Al proceso de depuración de referencias le sigue otro rito similar de supresión que para Leila implicaba poner en jaque la forma pictórica y su capacidad de expresión: las pinturas e imágenes antes superpuestas fueron separándose para desplegarse individualizadas sobre distintas superficies y volver a ser dispuestas en el espacio de exhibición de manera más convencional, pero teatralizando, a su vez, el concepto del guión de montaje y de instalación. Si, por un lado, cada pintura comenzó a verse más despojada, también lo hace el espacio habitado, donde las partes funcionan como un todo, pero más mudo, lejano y abstracto. Enfrentadas, alineadas, independizadas del muro, las pinturas delegan el trabajo de asociación entre ellas al espectador.

La exhibición El salto, 2012, supuso para Leila el paso a la instalación menos envolvente y le permitió explorarla en tanto discurso inevitable en cualquier puesta, por más clásica que esta sea. Ese pasaje fue radical también por la consecuente producción de imágenes infrecuentes dentro de su imaginario, como dos monocromos y la figura de un hombre saltando hacia atrás, abstraída de todo contexto: un cuerpo que no estaba presente en sus pinturas de “alrededores” y que se había perdido relativamente temprano. Estos motivos “nuevos” eran acompañados por la imagen de un río casi dorado, una composición abstracta que sugería una gran loma sobre la que avanzaba, por el centro, un camino; una terraza de baldosas precediendo un edificio apoyado en una hilera de arcadas; y una cita monumental a las formas ondulantes de la artista geométrica argentina María Martorell. Entre todos traían a la sala variedad de texturas, inmovilidad y contorsión, abstracción y figuración. Enigmática por la disparidad de imágenes y hasta aparentemente caprichosa, El salto proponía desconocer la autonomía y autosuficiencia de cada pintura para pensar la naturaleza de su posible desmembramiento o la circunstancia de su reunión e imaginarnos como constructores de relatos. Si, como reflexionó la historiadora y curadora Jimena Ferreiro en el texto que acompañaba la muestra, Leila Tschopp se dispuso a “pintar la deriva de las imágenes” , el espectador ocuparía el rol de un posible encauzador.

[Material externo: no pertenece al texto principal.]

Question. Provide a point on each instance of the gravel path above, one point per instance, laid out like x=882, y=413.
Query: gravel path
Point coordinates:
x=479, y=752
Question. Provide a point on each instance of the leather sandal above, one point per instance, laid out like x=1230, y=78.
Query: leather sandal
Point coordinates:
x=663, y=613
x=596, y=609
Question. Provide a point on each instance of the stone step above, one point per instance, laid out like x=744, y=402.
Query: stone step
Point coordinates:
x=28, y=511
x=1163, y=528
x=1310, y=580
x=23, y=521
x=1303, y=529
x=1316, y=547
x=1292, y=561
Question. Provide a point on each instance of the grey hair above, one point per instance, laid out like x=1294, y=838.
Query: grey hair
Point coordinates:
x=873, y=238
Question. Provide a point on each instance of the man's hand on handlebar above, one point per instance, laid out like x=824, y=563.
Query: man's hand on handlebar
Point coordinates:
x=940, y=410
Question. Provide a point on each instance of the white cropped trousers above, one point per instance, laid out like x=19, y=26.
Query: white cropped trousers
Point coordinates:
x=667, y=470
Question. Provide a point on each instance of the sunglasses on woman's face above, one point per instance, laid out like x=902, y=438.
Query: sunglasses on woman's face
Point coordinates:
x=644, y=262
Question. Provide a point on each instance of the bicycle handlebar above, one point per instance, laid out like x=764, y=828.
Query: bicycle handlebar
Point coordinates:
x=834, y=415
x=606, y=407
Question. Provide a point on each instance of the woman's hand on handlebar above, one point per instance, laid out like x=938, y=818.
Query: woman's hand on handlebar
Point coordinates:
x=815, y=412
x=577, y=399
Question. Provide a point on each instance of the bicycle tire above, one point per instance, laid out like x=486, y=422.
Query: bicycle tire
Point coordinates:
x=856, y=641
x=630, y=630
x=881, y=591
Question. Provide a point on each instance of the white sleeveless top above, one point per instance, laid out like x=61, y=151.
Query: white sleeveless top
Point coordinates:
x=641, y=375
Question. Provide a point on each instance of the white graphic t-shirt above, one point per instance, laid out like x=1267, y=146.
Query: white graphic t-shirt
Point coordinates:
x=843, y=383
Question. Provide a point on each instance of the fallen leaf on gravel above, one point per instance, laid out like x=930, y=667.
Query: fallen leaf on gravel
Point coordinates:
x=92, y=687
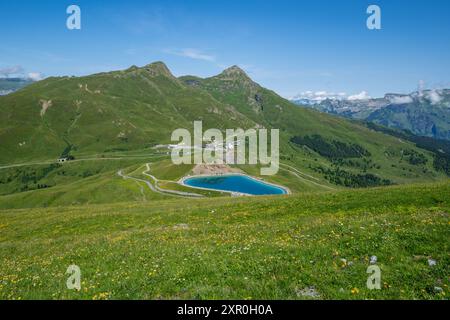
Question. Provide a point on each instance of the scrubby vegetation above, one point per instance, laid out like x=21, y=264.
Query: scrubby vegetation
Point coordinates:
x=341, y=177
x=439, y=148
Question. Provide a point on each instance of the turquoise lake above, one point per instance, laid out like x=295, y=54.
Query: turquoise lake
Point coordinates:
x=234, y=183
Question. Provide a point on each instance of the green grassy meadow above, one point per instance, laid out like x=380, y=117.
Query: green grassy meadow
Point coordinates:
x=242, y=248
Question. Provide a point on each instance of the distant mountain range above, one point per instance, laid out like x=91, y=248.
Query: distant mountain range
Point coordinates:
x=424, y=113
x=9, y=85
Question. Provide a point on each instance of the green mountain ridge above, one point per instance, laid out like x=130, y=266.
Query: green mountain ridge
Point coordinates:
x=131, y=111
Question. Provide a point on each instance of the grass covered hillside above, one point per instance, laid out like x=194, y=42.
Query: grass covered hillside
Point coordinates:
x=310, y=246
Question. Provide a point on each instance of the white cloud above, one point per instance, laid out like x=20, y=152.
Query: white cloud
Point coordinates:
x=14, y=70
x=434, y=96
x=192, y=54
x=363, y=95
x=35, y=76
x=401, y=100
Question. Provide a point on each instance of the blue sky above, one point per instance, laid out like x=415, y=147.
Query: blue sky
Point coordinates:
x=288, y=46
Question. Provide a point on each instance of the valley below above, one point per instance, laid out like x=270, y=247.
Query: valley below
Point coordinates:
x=87, y=179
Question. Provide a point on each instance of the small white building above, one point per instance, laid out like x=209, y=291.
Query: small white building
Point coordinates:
x=62, y=160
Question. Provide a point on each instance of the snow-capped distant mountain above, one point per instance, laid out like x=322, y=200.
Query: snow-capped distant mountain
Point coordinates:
x=424, y=112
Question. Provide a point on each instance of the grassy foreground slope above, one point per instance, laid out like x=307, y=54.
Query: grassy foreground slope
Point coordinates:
x=252, y=248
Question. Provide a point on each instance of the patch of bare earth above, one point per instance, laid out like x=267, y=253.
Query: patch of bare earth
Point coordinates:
x=45, y=104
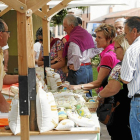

El salto, que parece haber sido un ejercicio de disección y autolimitación, no solo permitió a Leila presentar el abanico de su imaginario, un arco de influencias y referencias, manifestar su voluntad permanente de pintar La Pintura y Las pinturas, y pensar sobre el poder que la disposición de las imágenes tiene en la configuración de un discurso, sino que funcionó como dispositivo para que podamos ser capaces de reconocernos en nuestra mirada, de pensarnos mirando.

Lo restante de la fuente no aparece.